Running cliches’ are more common than one realizes….until you hear your own voice muttering one under your breath. Case and point: when I finished my first full marathon. If you’ve done a long race, one that you’ve never done before, I know you feel me. I can almost see all of the heads nodding now.
Runners like challenges. Some of us are realistic, and some of us have a really good, long run and we come home thinking we’re practically ready to do an ultra. Still nodding? Uh huh.
So, my husband and I had done a hand full of half-marathons. He had since moved on to full marathons, SMH. As a physical therapist, I just couldn’t wrap my head around it. “Why do you like pain?” I used to ask him after his 20 mile runs. “Are you having fun doing this? “ Whenever marathon training started, I would brace myself for a crabby, constantly hungry, and basically useless-around-the-house husband for at least 3 of the months of training.
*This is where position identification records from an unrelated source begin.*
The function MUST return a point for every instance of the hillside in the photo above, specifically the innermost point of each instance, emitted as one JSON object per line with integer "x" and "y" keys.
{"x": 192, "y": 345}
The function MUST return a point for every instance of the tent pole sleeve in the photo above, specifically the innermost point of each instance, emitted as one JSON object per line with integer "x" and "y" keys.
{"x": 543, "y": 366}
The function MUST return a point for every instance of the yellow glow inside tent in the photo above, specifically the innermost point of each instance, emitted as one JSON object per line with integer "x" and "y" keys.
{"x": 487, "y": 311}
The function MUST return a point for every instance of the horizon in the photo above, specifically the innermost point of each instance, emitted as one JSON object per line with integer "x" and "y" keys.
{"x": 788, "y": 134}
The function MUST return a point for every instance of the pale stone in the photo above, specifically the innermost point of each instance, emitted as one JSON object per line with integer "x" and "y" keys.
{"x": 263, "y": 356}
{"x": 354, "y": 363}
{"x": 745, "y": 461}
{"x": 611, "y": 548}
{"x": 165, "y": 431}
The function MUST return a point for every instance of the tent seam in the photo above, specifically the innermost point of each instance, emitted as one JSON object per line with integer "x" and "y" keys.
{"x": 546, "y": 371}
Then, he started getting in my head. “YOU could do a full, you know. If you would just train for it.” Yep, sure. “BUT, I don’t WANT to”, was always my reply. He had no counter-argument for that one.
Then, it happened. That one, lovely, magical long run where I felt like I could keep going. Nodding again? Aren’t those the best? It’s like a comet. MAGIC.
Ok, I agreed to give a full marathon a shot. This goes back to my statement earlier: “Runners like challenges.” I was ready for the challenge.
Fast forward past the doable mileage in the first few weeks, and on to the heavy stuff. It was getting serious. Now there were two cranky parents around, both of them trying to fight for time to train. And sleep. But, let me take a quick detour here….
Those long runs were special to me. That was the high point of my weekend. I started to look forward to them, and by Thursday night, I had my trail or route picked out. There is something to be said about getting to watch the sunrise. The quietness of the path, watching the world wake up around you, and the peacefulness. I loved getting started in the dark. Those first miles in the dark felt almost like I was cheating, they were so effortless. I still try to get out when it’s dark.
I could see now why my husband had been doing this for so long. I had certain routes that I picked for the longest runs, and I loved every inch of those miles. Even when it started to hurt. But, it was the JOURNEY. Each week that my mileage went up, I rose to the challenge. My body adapted, I survived, and I moved on to the next challenge. How do our bodies do that? Nothing short of amazing in my book.
And, there’s the magic. We tear ourselves down, we build back up, and we come back stronger. Talk about a metaphor for life itself. This is what we do. And runners are really good at it. Hard work gets you to race day, true. But it’s not all about race day, is it? It’s the journey to get there. Learning more about what your body can do. Knowing that you can stay motivated and determined to push through when you’re tired, sore, and cranky. Lacing up your shoes and saying “yes, I can.” Magic.
Looking back, when training for the marathon was over, I missed those runs. I would drive past a street that was part of my route, and I felt almost homesick. Nostaligic. I wanted another reason to do those long runs and be on my route just because.
It wasn’t all rainbows, lollipops, and butterflies. No sir. Sometimes the runs were, well, not pleasant. Sometimes, I wanted to give up. Sometimes, I just hurt and wanted to avoid nagging injuries. But, I plugged on, despite telling Dan, the hubby, that I was done and wanted out. He would just tell me to give it a day or two, and see how I felt after some rest. He knows me too well.
I kept coming back for more. Still, in the back of my mind, I will admit I was thinking “One and done” (another cliché’).
When I crossed the finish line, the excitement and the feeling of accomplishment, coupled with pain, exhaustion, and relief, were swirling through my body and mind like a tornado. I walked through the corral, gathered up some food and thanked God that I was still upright.
I found Dan at the end of the chute, grinning, of course. “See, I knew you could do it.” (cliché’ again). I wanted to think that really he was just secretly relieved that I had actually finished for the following reasons: he wanted me to succeed, he wanted me to survive the torture to help take care of the kids, he didn’t want a DNF to be on my mind with a bunch of “what-ifs”, and lastly, because now I had come to The Dark Side. He knew I got it now; I understood. Now, we were true partners in pain.
By the time we got to the car, it was already coming out of my mouth without my even having the conscious thought…..”let’s do another one…..” (most often heard cliché’)
Run Happy, friends.
Amy is a marathoner and triathlete, a mother of four, an Exercise Physiologist and a Physical Therapist. She lives with her husband, Dan (also a marathoner and triathlete), and four kids in Lewis Center.